War einmal ein Mitglied der Familie als Hexe oder
Hexenmeister hingerichtet worden, fiel der Verdacht schnell auf
die verbliebenen Angehörigen. Solidarität, Mitgefühl
oder gar Hilfestellung für angeklagte Familienmitglieder, Ehepartner
oder Kinder findet man nur selten. Bereitwillig dienten dagegen
die nächsten Verwandten als Zeugen der Anklage gegen ihre verdächtigten
Familienmitglieder. Schon aus Selbstschutz blieb angesichts der
monströsen Bedrohung, als Nächster der Hexerei verdächtigt
zu werden, kaum eine andere Wahl, als sich möglichst rasch
von seinen diffamierten Angehörigen zu distanzieren. Ganz nebenbei
waren auf diese Weise auch Vorteile zu gewinnen, konnte man doch
mittels des Hexereiverdachts seinen ungeliebten Ehepartner loswerden
oder aber die Eltern vom Hof vertreiben.
Immer wieder begegnen in den Akten Fälle, wonach
die Nachbarin etwas Mehl, Butter oder Most erbeten hatte oder der
Nachbar ein Werkzeug oder ein Gespann ausleihen wollte. Doch in
Zeiten allgemeiner Not wurden die Vorräte knapper, man achtete
eifersüchtig auf sein Eigentum und solidarische Hilfe wurde
häufig verweigert. Der enttäuschte Bittsteller reagierte
in den meisten Fällen mit manchmal gemurmelten, manchmal lautstarken
Beschimpfungen und Flüchen. Der insgeheim mit einem schlechten
Gewissen belastete, weil wenig mildtätige Nachbar, führte
jedes folgende Missgeschick auf eben diese Verwünschungen zurück
und verdächtigte den Abgewiesenen der Hexerei. Ein ähnlicher
Mechanismus trat in Kraft, wenn ausgeliehene Gegenstände nicht
oder beschädigt zurückgegeben, wenn Geldschulden zu spät
und gar nicht beglichen wurden. Das Konfliktpotential zwischen den
Dorfgenossen stieg ebenfalls erheblich, wenn es Streit um knappe
Lehr- und Arbeitsstellen, um falsche Eheversprechungen, ausgespannte
Bräutigame und gelöste Verlöbnisse ging. Auch hier
waren Verdächtigungen und Hexereibezichtigungen an der Tagesordnung.
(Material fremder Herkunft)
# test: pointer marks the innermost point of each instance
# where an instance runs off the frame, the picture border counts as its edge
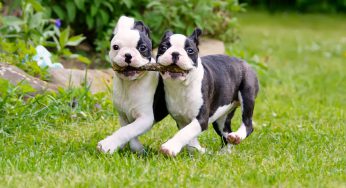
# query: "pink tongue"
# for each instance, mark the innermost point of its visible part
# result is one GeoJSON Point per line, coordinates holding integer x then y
{"type": "Point", "coordinates": [175, 74]}
{"type": "Point", "coordinates": [129, 73]}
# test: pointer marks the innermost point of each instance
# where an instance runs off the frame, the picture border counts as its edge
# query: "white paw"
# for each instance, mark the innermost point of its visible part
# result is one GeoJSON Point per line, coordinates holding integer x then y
{"type": "Point", "coordinates": [234, 138]}
{"type": "Point", "coordinates": [191, 149]}
{"type": "Point", "coordinates": [226, 149]}
{"type": "Point", "coordinates": [136, 146]}
{"type": "Point", "coordinates": [171, 149]}
{"type": "Point", "coordinates": [108, 145]}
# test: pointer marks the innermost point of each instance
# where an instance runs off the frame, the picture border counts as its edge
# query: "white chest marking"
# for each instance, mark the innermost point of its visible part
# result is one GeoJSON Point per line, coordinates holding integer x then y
{"type": "Point", "coordinates": [184, 98]}
{"type": "Point", "coordinates": [221, 111]}
{"type": "Point", "coordinates": [135, 97]}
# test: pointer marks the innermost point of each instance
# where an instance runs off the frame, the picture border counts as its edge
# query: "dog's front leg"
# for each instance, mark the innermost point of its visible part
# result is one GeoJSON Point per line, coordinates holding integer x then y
{"type": "Point", "coordinates": [125, 134]}
{"type": "Point", "coordinates": [135, 144]}
{"type": "Point", "coordinates": [173, 146]}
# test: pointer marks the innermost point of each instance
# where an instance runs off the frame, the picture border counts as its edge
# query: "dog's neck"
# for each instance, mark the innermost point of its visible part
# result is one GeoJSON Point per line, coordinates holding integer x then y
{"type": "Point", "coordinates": [193, 77]}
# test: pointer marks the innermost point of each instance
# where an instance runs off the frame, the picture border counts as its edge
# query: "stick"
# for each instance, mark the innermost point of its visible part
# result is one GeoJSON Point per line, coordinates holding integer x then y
{"type": "Point", "coordinates": [150, 67]}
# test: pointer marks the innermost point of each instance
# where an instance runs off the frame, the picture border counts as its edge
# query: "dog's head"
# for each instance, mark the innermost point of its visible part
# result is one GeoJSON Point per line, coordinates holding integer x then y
{"type": "Point", "coordinates": [179, 50]}
{"type": "Point", "coordinates": [130, 46]}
Ein Ausdruck dieser latent missgünstigen und streitsüchtigen
Stimmung war die Häufigkeit, mit der auch Angehörige der
Nachbarschaft bereitwillig als Zeugen der Anklage dienten. Ohne
Zweifel wurde auch in diesem Kontext der Hexereiverdacht genutzt,
um soziale Konflikte auszutragen, alte Streitigkeiten zu lösen,
Neid und Missgunst freien Lauf zu lassen. Während Verfolgungsgegner
wie Spee oder Meyfarth bereits scharfsinnig diese Motive erkannten,
glaubte der Hexenhasser Jean Bodin ( 1596), dass niemand besser
gegen vermeintliche Hexen aussagen könne als die Nachbarn,
die ja am besten über den Lebenswandel der Verdächtigen
informiert seien.
Hexenprozesse, die gegen Geistliche angestrengt wurden,
resultierten auch nicht selten aus dem Versuch der Gemeindekinder,
einen im Konkubinat lebenden Pfarrer, der überdies seine Aufgaben
als Seelenhirte nur schlecht versah und neben einem skandalösen
Lebenswandel auch noch andere Betrügereien beging, los zu werden.
Genügende Beispiele für diese Form der Nutzung von Hexenprozessen
gibt es in der Eifel, in Luxemburg und auch im Trierer Land.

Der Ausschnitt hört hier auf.